Welcome, fair lily, white and red,

Welcome was every word we said;

Welcome, bright angel of noble degree,

I wish you would love, and that I were with thee;

I pray don’t frown at me with mouth or with eye,—

So I told the fair maiden with heart full of glee,

Tho’ the mass was my notion, my devotion was she.”

Although Carolan delivered himself but indifferently in English, he did not like to be corrected for his solecisms. A self-sufficient gentleman of the name of O’Dowd, or Dudy, as it is sometimes pronounced, once asked him why he attempted a language of which he knew nothing. “I know a little of it,” Carolan replied. “If so,” says the other, “what is the English for Bundoon, (a facetious Irish term for the seat of honour,)” “Oh,” said the bard, with an arch smile, “I think the properest English for Bundoon is Billy Dudy!” The gentleman was ever after known by the name of Bundoon Dudy.

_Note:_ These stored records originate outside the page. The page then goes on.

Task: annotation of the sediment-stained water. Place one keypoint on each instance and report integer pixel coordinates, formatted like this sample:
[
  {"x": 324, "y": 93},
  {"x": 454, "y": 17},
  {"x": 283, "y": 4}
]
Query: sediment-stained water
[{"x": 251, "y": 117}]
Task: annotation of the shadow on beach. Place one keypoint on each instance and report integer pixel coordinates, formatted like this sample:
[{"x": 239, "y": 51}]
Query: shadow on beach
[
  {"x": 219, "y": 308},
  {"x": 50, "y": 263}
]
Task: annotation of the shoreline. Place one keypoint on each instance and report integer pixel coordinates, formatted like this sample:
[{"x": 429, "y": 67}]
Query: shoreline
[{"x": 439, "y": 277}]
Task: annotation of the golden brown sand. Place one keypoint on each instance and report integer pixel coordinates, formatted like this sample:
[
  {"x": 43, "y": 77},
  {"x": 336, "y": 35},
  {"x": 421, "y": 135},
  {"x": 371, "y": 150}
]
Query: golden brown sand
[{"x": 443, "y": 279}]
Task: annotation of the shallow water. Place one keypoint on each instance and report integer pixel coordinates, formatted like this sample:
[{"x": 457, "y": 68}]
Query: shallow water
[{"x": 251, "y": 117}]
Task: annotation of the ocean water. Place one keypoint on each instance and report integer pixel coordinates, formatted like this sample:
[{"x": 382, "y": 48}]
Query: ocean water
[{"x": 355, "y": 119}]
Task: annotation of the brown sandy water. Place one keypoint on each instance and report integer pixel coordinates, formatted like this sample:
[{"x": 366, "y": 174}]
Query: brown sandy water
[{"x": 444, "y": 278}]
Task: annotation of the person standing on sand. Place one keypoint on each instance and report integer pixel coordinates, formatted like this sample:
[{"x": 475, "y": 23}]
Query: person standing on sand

Carolan died in the year 1737, at Alderford, the house of his old and never-failing patroness, Mrs. M‘Dermott. Feeling his end approaching, he called for his harp, and played his well known “Farewell to Music,” in a strain of tenderness which drew tears from the eyes of his auditory. His last moments were spent in prayer, until he calmly breathed his last, at the age of about sixty seven years. Upwards of sixty clergymen of different denominations, a number of gentlemen from the neighbouring counties, and a vast concourse of country people, assembled to pay the last mark of respect to their favourite bard, one whose death has caused a chasm in the bardic annals of Ireland. But he lives in his own deathless strains; and while the charms of melody hold their sway over the human heart, the name of carolan will be remembered and revered.

In an early number we will give the life of Thomas Furlong, the gifted translator of Carolan’s remains, and of other ancient relics. We conclude our present article with the following translation of a humorous reply which Carolan made to a gentleman who was pressing him to prolong his stay at his house:

“If to a friend’s house thou shouldst repair

Pause and take heed of ling’ring idly there;

Thou may’st be welcome, but, ’tis past a doubt,

Long visits soon will wear the welcome out.”

NOTE

* Moore in his life of Byron, remarks that the noble poet would lie for hours together on the sea-shore in a kind of ecstacy.